Nicolas Winding Refn has been very quiet. In fact, the Drive director, who seemed on the way to the top with the Ryan Gosling action drama film, hasn’t made a film since 2016’s Elle Fanning-led The Neon Demon. That was 10 years ago. But if you missed the neon and the catchy synths and pulsing electronic basslines, the good news is that the director is returning to cinema with a reboot of a classic: 1988’s Maniac Cop (via World Of Reel).
The Neon Demon, the film that stalled Refn’s career for over a decade, was a controversial release, much like his worksbefore it. With a 59% critics’ score and a 51% audience score on Rotten Tomatoes, it was higher than Only God Forgives‘ 41%, but not anywhere near the acclaim Drive received when it was released in 2013. Critics started mocking his pictures, especially for the slow, neon-lit images of characters staring into space.
But others loved it. They couldn’t get enough of Refn’s work. So his absence has left a big hole in cinema.
Yes, of course, he did do some television work over the years. Too Old To Die Young showed up on Amazon in 2019. Copenhagen Cowboy arrived in 2022. And, at one point, he was even developing Enid Blyton’s The Famous Five. But none of the TV stuff had the urban dread you’d expect when seeing his films.

Now, according to original Maniac Cop director William Lustig, Refn is preparing to shoot the reboot in autumn 2026. Lustig, now executive producing, confirmed on Icons Of Fright: “Nic has it as his next project, that will shoot in the fall.”
Those who remember know that the 1988 original carried one of the greatest taglines ever printed on a poster: “You have the right to remain silent… forever.” It followed a killer in NYPD uniform terrorising New York City while Tom Atkins’ Lieutenant McCrae hunted him down and Bruce Campbell’s Officer Jack Forrest found himself framed for the murders.

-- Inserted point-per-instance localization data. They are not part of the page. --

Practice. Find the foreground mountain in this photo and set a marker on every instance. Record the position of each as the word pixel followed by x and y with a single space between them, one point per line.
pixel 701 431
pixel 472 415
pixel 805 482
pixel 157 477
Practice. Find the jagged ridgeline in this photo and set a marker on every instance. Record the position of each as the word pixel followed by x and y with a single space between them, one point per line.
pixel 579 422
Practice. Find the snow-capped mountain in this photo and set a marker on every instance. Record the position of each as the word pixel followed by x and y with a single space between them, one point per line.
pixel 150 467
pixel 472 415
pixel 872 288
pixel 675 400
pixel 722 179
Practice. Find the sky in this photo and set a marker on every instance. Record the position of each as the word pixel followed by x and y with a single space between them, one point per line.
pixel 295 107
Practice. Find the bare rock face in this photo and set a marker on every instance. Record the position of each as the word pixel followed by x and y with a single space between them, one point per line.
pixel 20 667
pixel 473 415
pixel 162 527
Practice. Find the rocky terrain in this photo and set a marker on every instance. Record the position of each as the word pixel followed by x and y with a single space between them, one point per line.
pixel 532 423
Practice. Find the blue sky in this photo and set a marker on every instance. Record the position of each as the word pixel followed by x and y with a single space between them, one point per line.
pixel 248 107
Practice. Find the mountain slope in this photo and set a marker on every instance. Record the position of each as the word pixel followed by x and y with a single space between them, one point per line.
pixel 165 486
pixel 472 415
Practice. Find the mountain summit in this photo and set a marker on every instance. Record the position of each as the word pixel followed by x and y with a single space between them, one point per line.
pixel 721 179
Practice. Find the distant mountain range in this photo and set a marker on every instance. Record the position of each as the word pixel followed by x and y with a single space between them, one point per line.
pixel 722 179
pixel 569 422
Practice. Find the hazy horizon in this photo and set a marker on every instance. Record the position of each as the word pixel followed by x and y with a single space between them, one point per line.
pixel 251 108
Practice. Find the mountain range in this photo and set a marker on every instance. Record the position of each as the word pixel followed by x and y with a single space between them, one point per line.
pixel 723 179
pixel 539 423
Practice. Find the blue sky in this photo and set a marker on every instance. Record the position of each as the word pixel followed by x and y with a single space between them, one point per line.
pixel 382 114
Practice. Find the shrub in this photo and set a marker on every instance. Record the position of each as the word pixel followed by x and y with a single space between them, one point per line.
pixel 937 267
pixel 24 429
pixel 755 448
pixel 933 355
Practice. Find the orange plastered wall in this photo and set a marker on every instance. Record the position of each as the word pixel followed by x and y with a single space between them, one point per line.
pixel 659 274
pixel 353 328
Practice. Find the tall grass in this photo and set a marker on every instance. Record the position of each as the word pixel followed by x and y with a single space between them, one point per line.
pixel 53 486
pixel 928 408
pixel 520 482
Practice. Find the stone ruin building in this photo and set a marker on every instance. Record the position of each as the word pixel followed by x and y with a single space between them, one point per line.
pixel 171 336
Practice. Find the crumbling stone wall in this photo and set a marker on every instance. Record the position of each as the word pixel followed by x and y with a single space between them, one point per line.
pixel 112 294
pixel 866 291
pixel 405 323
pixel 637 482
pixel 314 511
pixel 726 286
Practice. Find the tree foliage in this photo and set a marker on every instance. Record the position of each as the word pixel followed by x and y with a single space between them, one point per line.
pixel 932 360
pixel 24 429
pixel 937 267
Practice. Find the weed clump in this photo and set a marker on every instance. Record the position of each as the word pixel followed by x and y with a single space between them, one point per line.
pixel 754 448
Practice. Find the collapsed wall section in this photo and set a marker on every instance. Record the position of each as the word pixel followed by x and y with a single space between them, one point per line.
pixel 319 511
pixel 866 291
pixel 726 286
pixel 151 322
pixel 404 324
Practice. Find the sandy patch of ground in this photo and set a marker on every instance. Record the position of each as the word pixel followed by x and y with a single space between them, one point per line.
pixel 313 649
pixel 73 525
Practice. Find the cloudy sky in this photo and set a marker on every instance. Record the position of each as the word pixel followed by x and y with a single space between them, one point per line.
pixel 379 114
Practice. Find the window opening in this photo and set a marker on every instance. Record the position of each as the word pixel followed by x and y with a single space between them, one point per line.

Refn’s version was once set up at HBO, which reportedly spent “a million dollars” developing scripts before corporate reshuffling under Warner Bros. Discovery in 2022 derailed it. “We’re not in the Maniac Cop business,” Lustig recalled them saying before the project died.
Legal delays after Larry Cohen (the original writer) died in 2019 stalled everything for years. But now that the estate issues are settled, a distributor is apparently locked in, and cameras are preparing to roll.
Refn already has Her Private Hell, starring Sophie Thatcher, rumoured for Cannes in May. But Maniac Cop feels like the real comeback. Neon lights. Violence. And snyth. We’re here for it.